L’attachement à la cite, la réputation, les groupes de pairs

L'ATTACHEMENT À LA CITÉ, LA RÉPUTATION, LES GROUPES DE PAIRS,
résumé de la conférence de M. Thomas Sauvadet, sociologue

Résumé de la Conférence de T. Sauvadet, Conférence, prononcée le 21 mars 2003 à la Maison de Quartier des Carreaux de Villiers-le-Bel. Résumé de E. Meunier. 3e conférence du cycle "souffrance psychique des jeunes", article paru dans Correspondances n° Printemps 2003. L'auteur observe la formation d'habitus violents parmi les jeunes qu'il désigne comme faisant parti de la " communauté juvénile de l'espace public ". Ces jeunes sont paradoxalement les premières victimes de cette violence des jeunes qui est aujourd'hui tellement médiatisée.

Correspondances, Printemps 2003
 
La communauté juvénile de l'espace public

M. Thomas Sauvadet, rappelle tout d'abord que l'étiquette jeunes de cités ne désignent en fait qu'une fraction de la jeunesse qui vit dans les cités.

Le terme désigne les jeunes qui occupent l'espace public. Ces jeunes, selon les cités, ne représentent que 3 à 8% des moins de 25 ans, et il s'agit pour l'essentiel de garçons. La grande majorité des garçons et la quasi totalité des filles qui vivent dans les cités ont une sorte d'invisibilité sociale : ils restent chez eux et/ou tissent leurs réseaux de sociabilité hors de la cité. Ils évitent de "traîner" dans les halls et s'abstiennent de fréquenter les structures de quartier.

 

La fraction de la jeunesse des banlieues qui est effectivement engagée dans des modes de vies où la violence joue un rôle déterminant, M. Thomas Sauvadet l'appelle la communauté juvénile de l'espace public.

Il ne s'agit pas ici d'abonder dans le sens de la théorie sécuritaire dite des noyaux durs qui attribue toute la souffrance des gentils pauvres à l'action liguée de quelques mauvais pauvres, mais de prendre conscience que les premières victimes de la violence des jeunes ce sont justement ces jeunes, fortement exposés du seul fait que leur sociabilité se construit dans la rue.

Une communauté hétérogène

Ce qui unit les jeunes de cette communauté, c'est un relâchement de leur lien avec l'espace privé et familial, qui les amène à rechercher, par défaut, un espace de socialisation dans l'espace public.

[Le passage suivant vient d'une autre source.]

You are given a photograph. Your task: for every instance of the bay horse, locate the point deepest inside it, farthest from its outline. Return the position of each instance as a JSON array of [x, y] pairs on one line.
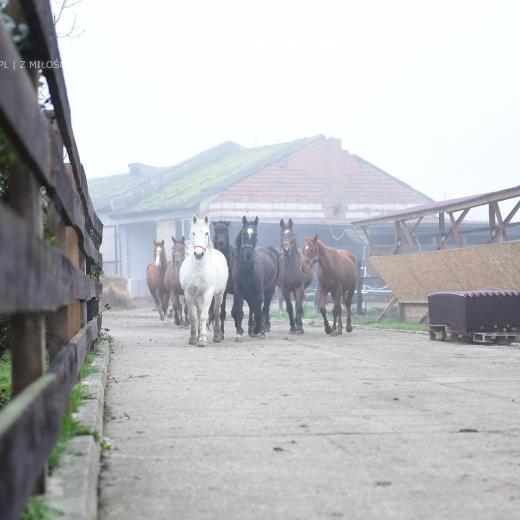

L'espace familial et privé devient un lieu dont la fonction se résume parfois à la satisfaction de besoins primaires (manger, dormir).

Les motifs de ces dé-liaisons peuvent être la suroccupation d'un logement exiguë, les tensions intrafamiliales, les nécessités et les désespérances engendrées par la pauvreté.

 

Cette communauté a un vernis d'homogénéité, notamment à cause de sa masculinité et de l'adoption de codes très repérables tant au plan vestimentaire, que musical ou langagier.

Mais cette communauté est en fait extrêmement hétérogène de par les tranches d'âges des individus qui la composent (de 6 ans à 30 ans), de par la hiérarchisation des places occupées par chacun des individus et de par le fait qu'elle est une communauté qui n'existe que pour compenser une perte de liens avec l'espace privé et familial. Nous sommes loin de cette amicale des mauvais pauvres pointée par la doctrine sécuritaire.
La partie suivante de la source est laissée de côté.